Claves políticas de un distanciamiento sindical

LAS CLARAS distancias que UGT está marcando desde el comienzo del verano entre su estrategia y los planteamientos de CCOO alejan cada vez más hacia el pasado el principio de la unidad de acción que presidió, a lo largo de los dos últimos años, las relaciones entre las dos grandes centrales españolas. Parece claro que la iniciativa de esa incoada ruptura corresponde al sindicato socialista, cuyas conversaciones bilaterales con la CEOE en el mes de julio privaron a la central comunista de ese protagonismo en las negociaciones con la gran organización patronal que siempre ha deseado. A partir de entonces, el enfriamiento entre los antiguos aliados no ha hecho sino aumentar, proyectándose sobre el desarrollo de algunos conflictos sectoriales y alcanzando su nivel de temperatura más bajo con las reacciones respectivas ante el plan económico del Gobierno.Cada una de las centrales echa en cara a su rival la estrecha subordinación en que la mantiene el partido que la apadrina -el PCE respecto a CCOO y el PSOE respecto a UGT- y rechaza con gesto ofendido, como malevolentes calumnias, las correspondientes acusaciones de hallarse hipotecada por su fuerza política afín. Contemplada desde fuera, la discusión carece por completo de sentido y adquiere perfiles tanto más irreales cuanto más proclaman su inmaculada soberanía Marcelino Camacho o Nicolás Redondo. Porque resulta evidente que, lo mismo en el campo socialista que en el ámbito comunista, un único grupo dirigente controla la rama política y la rama, sindical de los respectivos movimientos con menor o mayor disciplina. Es frecuente que las mismas personas ocupen cargos de responsabilidad en el PCE y en CCOO o en el PSOE y UGT. Y aunque la división del trabajo especialice a determinados líderes en tareas específicamente políticas o en labores exclusivamente sindicales, hay el suficiente número de nexos, de mecanismos de control y de centros comunes de decisión como para que la fantasía de la independencia entre partido y sindicato tenga tan poca plausibilidad que termine por resultar irritante la insistencia propagandística en su existencia. Particularmente por cuanto nada vergonzoso hay que ocultar ni hay desdoro en la identificación subordinada de un sindicato con su partido correspondiente.

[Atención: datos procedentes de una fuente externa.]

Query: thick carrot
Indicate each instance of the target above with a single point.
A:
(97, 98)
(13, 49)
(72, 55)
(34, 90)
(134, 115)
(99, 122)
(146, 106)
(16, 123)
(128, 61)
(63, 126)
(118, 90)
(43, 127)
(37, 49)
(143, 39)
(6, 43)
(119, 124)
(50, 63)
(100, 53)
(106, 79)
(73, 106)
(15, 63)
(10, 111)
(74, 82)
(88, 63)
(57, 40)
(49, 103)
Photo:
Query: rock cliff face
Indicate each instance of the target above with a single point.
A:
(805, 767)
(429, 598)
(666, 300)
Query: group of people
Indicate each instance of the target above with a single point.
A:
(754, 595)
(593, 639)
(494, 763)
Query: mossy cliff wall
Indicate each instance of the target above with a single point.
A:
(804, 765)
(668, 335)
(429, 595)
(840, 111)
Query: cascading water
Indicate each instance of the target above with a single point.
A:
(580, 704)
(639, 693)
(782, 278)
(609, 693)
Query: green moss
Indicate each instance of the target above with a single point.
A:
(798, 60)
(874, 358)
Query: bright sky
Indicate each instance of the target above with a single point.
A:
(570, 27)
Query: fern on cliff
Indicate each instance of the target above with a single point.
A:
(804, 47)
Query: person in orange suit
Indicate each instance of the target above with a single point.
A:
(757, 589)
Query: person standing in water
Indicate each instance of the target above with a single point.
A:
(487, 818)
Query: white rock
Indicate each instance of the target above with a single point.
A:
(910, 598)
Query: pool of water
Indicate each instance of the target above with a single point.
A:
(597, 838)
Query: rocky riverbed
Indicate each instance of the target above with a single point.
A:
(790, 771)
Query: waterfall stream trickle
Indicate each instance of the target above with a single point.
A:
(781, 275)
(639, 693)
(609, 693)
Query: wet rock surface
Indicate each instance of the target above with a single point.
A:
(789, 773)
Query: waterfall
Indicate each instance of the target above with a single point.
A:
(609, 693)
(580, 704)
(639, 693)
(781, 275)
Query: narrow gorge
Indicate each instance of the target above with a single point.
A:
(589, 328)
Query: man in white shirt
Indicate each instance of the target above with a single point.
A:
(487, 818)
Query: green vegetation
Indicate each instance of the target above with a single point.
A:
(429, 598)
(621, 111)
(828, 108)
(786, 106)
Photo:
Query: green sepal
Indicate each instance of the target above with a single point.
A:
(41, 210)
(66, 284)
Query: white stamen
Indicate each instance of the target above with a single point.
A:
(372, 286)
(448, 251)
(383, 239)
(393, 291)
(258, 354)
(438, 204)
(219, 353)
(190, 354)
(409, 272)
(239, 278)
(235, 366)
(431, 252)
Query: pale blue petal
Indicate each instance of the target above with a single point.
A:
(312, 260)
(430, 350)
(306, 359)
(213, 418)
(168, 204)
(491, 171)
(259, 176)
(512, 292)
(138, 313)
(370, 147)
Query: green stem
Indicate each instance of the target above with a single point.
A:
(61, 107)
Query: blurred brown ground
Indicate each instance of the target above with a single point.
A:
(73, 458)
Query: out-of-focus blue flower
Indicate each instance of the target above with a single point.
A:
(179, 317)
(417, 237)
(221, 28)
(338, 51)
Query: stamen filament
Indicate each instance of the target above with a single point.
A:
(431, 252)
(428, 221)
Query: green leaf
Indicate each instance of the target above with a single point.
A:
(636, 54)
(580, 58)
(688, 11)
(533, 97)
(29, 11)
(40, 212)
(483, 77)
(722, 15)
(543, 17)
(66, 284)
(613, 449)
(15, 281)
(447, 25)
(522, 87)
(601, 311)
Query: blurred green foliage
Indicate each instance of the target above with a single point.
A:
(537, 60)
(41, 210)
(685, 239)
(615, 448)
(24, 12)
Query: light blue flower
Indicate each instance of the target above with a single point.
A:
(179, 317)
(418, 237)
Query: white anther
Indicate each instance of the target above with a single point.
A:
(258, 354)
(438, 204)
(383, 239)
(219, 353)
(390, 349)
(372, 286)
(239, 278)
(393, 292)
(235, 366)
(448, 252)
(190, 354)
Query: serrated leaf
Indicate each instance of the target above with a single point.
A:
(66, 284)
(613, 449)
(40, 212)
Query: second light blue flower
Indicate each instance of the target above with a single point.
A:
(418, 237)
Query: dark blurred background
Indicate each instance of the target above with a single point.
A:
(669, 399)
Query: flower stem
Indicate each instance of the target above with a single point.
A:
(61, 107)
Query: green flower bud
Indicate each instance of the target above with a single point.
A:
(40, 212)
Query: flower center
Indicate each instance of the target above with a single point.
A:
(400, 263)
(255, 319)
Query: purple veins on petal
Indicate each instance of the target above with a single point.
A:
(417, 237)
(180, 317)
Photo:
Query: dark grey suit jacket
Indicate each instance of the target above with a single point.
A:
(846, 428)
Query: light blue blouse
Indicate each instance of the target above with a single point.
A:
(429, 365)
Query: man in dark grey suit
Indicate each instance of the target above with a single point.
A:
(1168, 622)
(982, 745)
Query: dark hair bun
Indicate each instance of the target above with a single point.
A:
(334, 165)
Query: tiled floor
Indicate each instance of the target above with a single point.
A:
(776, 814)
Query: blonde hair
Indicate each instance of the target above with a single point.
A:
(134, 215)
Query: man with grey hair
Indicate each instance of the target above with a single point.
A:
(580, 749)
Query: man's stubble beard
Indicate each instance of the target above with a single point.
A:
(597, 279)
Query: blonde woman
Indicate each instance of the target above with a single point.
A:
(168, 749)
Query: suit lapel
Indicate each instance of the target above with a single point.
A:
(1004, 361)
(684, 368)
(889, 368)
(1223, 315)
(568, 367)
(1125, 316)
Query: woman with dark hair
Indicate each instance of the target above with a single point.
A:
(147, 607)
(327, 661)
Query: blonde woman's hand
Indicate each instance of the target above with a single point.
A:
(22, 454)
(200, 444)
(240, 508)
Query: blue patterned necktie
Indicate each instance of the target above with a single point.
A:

Aceptada esta perspectiva, la eterna discusión sobre si las centrales son simples correas de transmisión de las formaciones políticas pierde parte de su importancia. A diferencia del sindicalismo de raíces anarquistas o de inspiración cristiana, el movimiento socialista de origen marxiano, que incluye en un sentido lato también a los comunistas, ha sentado como principio la hegemonía del partido sobre el sindicato. Por un lado, la circunstancia de que los militantes de un partido se cuenten por decenas de miles mientras que los afiliados a un sindicato pueden llegar a ser millones obliga a las centrales a rebajar sus exigencias ideológicas, a difuminar las discrepancias políticas, a poner el acento en las reivindicaciones del trabajador medio y a no forzar la máquina cuando las bases se muestran renuentes a la lucha. Por otro, sin embargo, los dirigentes sindicales, que suelen ocupar a la vez puestos de elevada responsabilidad en los partidos afines, se constituyen a sí mismos en vanguardia, en tanto que intérpretes de la conciencia de clase y sabedores de que la lucha política constituye un arma indispensable para la satisfacción de las reivindicaciones de los sindicatos.

Ahora bien, puede ocurrir, y así parece estar sucediendo en el PCE, que los dirigentes del movimiento sindical, líderes políticos especializados en esa actividad, adquieran tal autoridad e influencia que se constituyan en un grupo con poder propio dentro del partido, capaz de disputar a los hombres del aparato o a los parlamentarios la hegemonía dentro de la organización. Sin embargo, aunque las tensiones en el seno del grupo dirigente socialista o comunista entre «especialistas del partido» y «especialistas del sindicato» puedan reforzar en ocasiones la influencia de estos últimos, lo realmente significativo es que unos y otros son igualmente «políticos» y que el partido es la instancia superior donde se resuelven todos los conflictos de poder.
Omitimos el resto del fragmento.